Platymantis guentheri is a species of frog in the family Ceratobatrachidae.
It is endemic to the Philippines, where it occurs in the rainforests of Leyte, Biliran, Maripipi, Bohol, Panglao, Dinagat, and Mindanao islands. Its natural habitats are subtropical or tropical moist lowland forest, subtropical or tropical moist montane forest, plantations, rural gardens, and heavily degraded former forest. It has been observed as high as 700 meters above sea level.

The adult male frog measures about 24 mm in snout-vent length and the adult female frog about 27 mm. The skin of the dorsum is bumpy rather than smooth, and the head and snout are narrow. This frog has vomerine teeth in its jaw. It has disks on its toes for climbing. The disks on its front feet are larger than the ones on its hind feet. The skin of the dorsum is dark in color with marks, and there is a stripe down each side. The ventrum is light in color and can have brown spots.
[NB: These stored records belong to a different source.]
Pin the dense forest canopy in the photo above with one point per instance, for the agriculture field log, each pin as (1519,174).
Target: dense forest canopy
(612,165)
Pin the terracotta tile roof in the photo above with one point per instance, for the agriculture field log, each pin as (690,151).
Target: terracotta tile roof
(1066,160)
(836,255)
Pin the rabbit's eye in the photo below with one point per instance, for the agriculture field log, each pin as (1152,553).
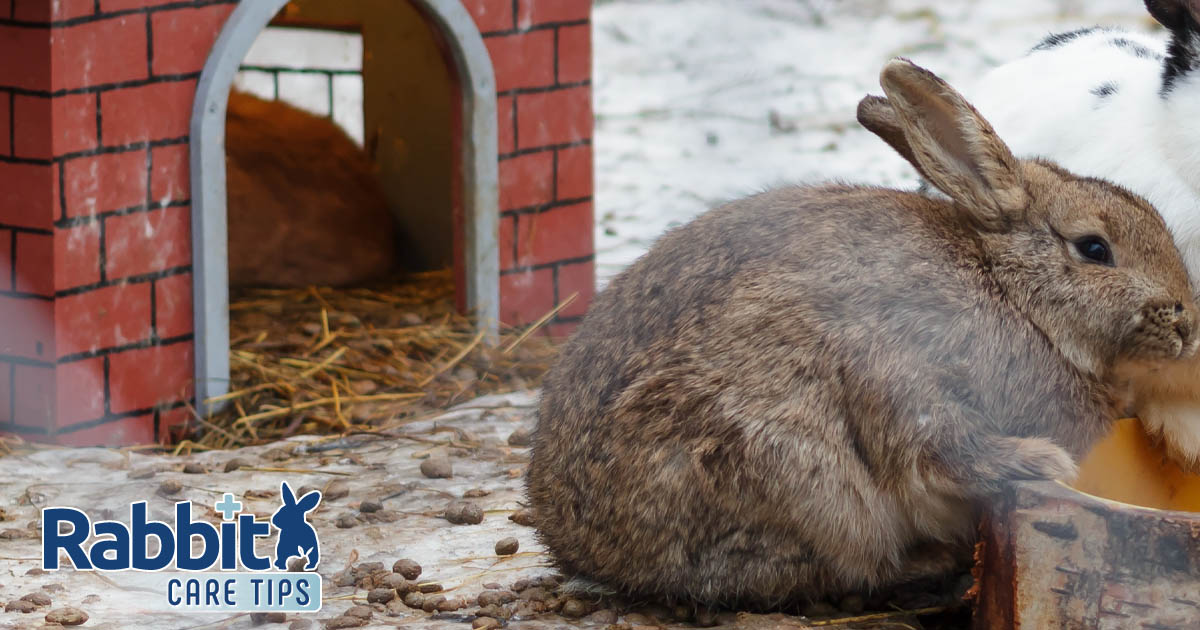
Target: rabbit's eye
(1095,250)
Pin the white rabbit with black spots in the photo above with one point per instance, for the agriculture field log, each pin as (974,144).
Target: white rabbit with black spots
(1122,106)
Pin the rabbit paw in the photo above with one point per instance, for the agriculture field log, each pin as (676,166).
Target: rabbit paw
(1036,459)
(931,561)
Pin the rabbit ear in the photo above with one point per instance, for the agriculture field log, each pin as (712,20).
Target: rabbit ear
(1182,18)
(286,493)
(875,113)
(954,147)
(1174,15)
(309,501)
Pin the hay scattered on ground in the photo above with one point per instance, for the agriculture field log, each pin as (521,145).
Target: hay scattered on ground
(321,360)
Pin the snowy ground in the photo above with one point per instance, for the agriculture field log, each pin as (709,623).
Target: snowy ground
(687,93)
(697,101)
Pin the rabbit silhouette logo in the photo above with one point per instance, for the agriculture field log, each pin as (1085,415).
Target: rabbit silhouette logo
(297,539)
(209,567)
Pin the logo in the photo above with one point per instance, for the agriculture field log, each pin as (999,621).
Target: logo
(205,568)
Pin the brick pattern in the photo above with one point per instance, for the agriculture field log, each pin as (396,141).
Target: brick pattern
(95,261)
(95,258)
(541,53)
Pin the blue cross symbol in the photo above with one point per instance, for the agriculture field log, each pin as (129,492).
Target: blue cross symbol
(227,507)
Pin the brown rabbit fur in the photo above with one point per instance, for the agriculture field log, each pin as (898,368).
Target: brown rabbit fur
(809,391)
(304,204)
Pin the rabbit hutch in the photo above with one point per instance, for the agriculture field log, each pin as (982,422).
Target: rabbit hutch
(475,117)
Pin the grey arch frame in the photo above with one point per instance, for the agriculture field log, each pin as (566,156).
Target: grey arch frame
(480,178)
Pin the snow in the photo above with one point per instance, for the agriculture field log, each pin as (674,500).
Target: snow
(697,101)
(685,91)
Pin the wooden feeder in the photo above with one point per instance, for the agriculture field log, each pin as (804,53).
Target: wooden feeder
(113,285)
(1117,551)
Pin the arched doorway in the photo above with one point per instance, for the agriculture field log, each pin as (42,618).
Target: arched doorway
(475,179)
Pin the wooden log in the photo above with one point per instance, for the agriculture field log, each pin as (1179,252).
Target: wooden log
(1051,557)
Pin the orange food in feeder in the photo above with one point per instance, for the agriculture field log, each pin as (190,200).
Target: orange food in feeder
(1127,467)
(1121,549)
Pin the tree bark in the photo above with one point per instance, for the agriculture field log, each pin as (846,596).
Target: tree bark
(1054,558)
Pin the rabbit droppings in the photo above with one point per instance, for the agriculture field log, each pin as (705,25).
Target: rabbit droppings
(808,391)
(1123,106)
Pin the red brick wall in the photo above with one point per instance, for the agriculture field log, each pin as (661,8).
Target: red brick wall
(95,262)
(95,214)
(541,52)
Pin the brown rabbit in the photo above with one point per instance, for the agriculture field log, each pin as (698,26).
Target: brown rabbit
(304,204)
(809,391)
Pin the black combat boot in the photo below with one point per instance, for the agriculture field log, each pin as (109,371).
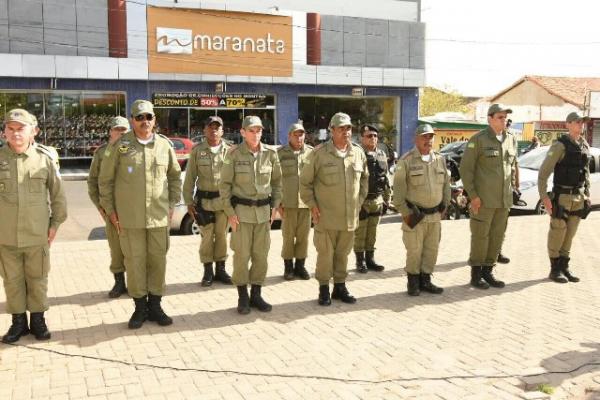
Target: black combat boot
(299,269)
(361,266)
(221,275)
(155,311)
(426,286)
(476,279)
(17,329)
(413,284)
(502,259)
(243,300)
(488,276)
(140,314)
(340,292)
(208,275)
(324,297)
(38,327)
(288,270)
(564,266)
(556,271)
(371,263)
(257,301)
(119,288)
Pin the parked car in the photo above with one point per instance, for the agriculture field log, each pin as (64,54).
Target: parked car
(529,166)
(183,148)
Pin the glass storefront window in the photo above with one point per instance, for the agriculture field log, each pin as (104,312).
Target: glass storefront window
(74,122)
(315,112)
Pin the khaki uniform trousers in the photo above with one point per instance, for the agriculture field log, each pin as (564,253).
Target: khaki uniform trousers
(117,260)
(24,271)
(333,248)
(365,235)
(487,234)
(422,244)
(250,243)
(145,252)
(213,245)
(295,226)
(561,233)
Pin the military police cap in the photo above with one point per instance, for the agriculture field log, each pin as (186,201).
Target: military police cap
(340,119)
(575,116)
(213,118)
(424,129)
(118,122)
(141,107)
(368,127)
(497,107)
(21,116)
(250,121)
(296,127)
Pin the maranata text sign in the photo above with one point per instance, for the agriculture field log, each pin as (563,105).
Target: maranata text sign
(186,41)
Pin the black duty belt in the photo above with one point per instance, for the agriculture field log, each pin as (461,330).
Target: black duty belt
(565,190)
(251,203)
(431,210)
(203,194)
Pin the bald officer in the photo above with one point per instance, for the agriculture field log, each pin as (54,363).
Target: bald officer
(251,192)
(295,215)
(568,158)
(421,194)
(202,176)
(32,207)
(488,170)
(140,184)
(334,184)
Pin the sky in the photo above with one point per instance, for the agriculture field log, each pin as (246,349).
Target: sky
(480,47)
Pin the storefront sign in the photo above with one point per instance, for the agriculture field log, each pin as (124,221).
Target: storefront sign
(189,41)
(211,100)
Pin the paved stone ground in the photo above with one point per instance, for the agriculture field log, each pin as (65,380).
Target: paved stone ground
(464,344)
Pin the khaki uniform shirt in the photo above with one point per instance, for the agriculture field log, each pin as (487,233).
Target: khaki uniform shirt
(488,168)
(337,185)
(291,167)
(140,182)
(204,173)
(424,184)
(251,177)
(93,190)
(29,182)
(555,154)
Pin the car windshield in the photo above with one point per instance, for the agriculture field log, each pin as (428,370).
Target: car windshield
(534,158)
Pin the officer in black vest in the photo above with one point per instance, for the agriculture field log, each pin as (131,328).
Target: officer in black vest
(569,201)
(376,203)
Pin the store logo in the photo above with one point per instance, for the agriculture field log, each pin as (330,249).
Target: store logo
(173,41)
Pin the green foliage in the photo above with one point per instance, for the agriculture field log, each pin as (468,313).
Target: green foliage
(433,101)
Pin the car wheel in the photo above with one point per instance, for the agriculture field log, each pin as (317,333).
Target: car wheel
(189,226)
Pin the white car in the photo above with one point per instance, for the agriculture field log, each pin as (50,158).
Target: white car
(529,165)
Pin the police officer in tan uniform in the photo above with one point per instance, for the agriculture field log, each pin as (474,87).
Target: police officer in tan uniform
(295,215)
(375,205)
(334,184)
(421,194)
(488,171)
(117,128)
(140,184)
(568,158)
(251,192)
(32,207)
(205,206)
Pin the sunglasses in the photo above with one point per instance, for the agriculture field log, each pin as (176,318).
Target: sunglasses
(141,117)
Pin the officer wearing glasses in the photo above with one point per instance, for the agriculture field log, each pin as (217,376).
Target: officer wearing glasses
(140,184)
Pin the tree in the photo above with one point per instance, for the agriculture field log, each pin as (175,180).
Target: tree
(433,101)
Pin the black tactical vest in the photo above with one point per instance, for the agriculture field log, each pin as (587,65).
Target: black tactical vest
(570,171)
(377,163)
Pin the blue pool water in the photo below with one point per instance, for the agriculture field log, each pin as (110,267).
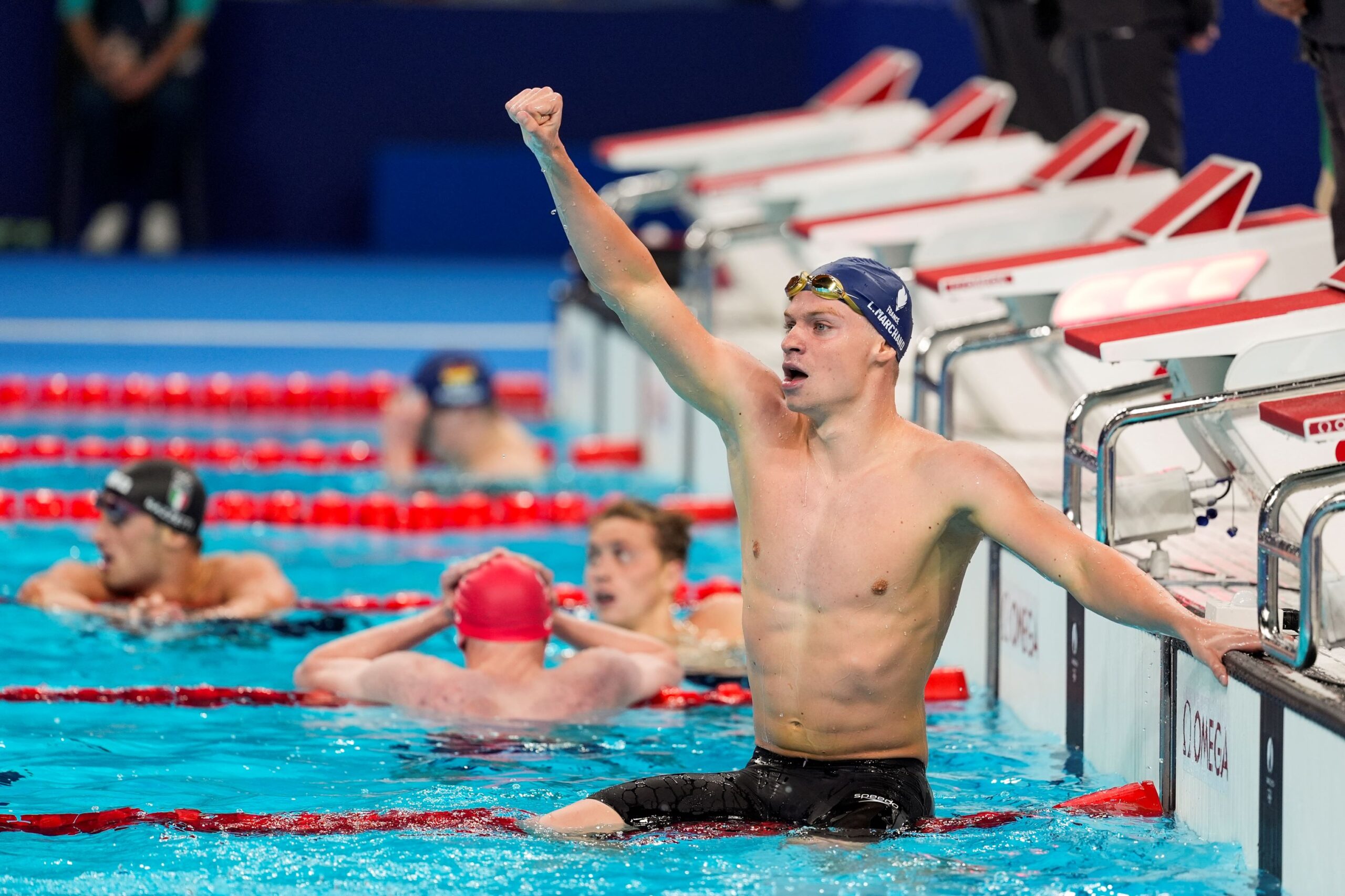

These terrestrial frogs tend to spend time in epiphyte plants that grow on tree branches, on tree trunks, and on the forest floor. The female lays her eggs in water collected in these epiphytes or on leaves. This frog undergoes direct development, hatching as a froglet rather than a tadpole.

Although not specifically endangered, this species is threatened by habitat loss. Scientists attribute this to deforestation associated with logging and agriculture.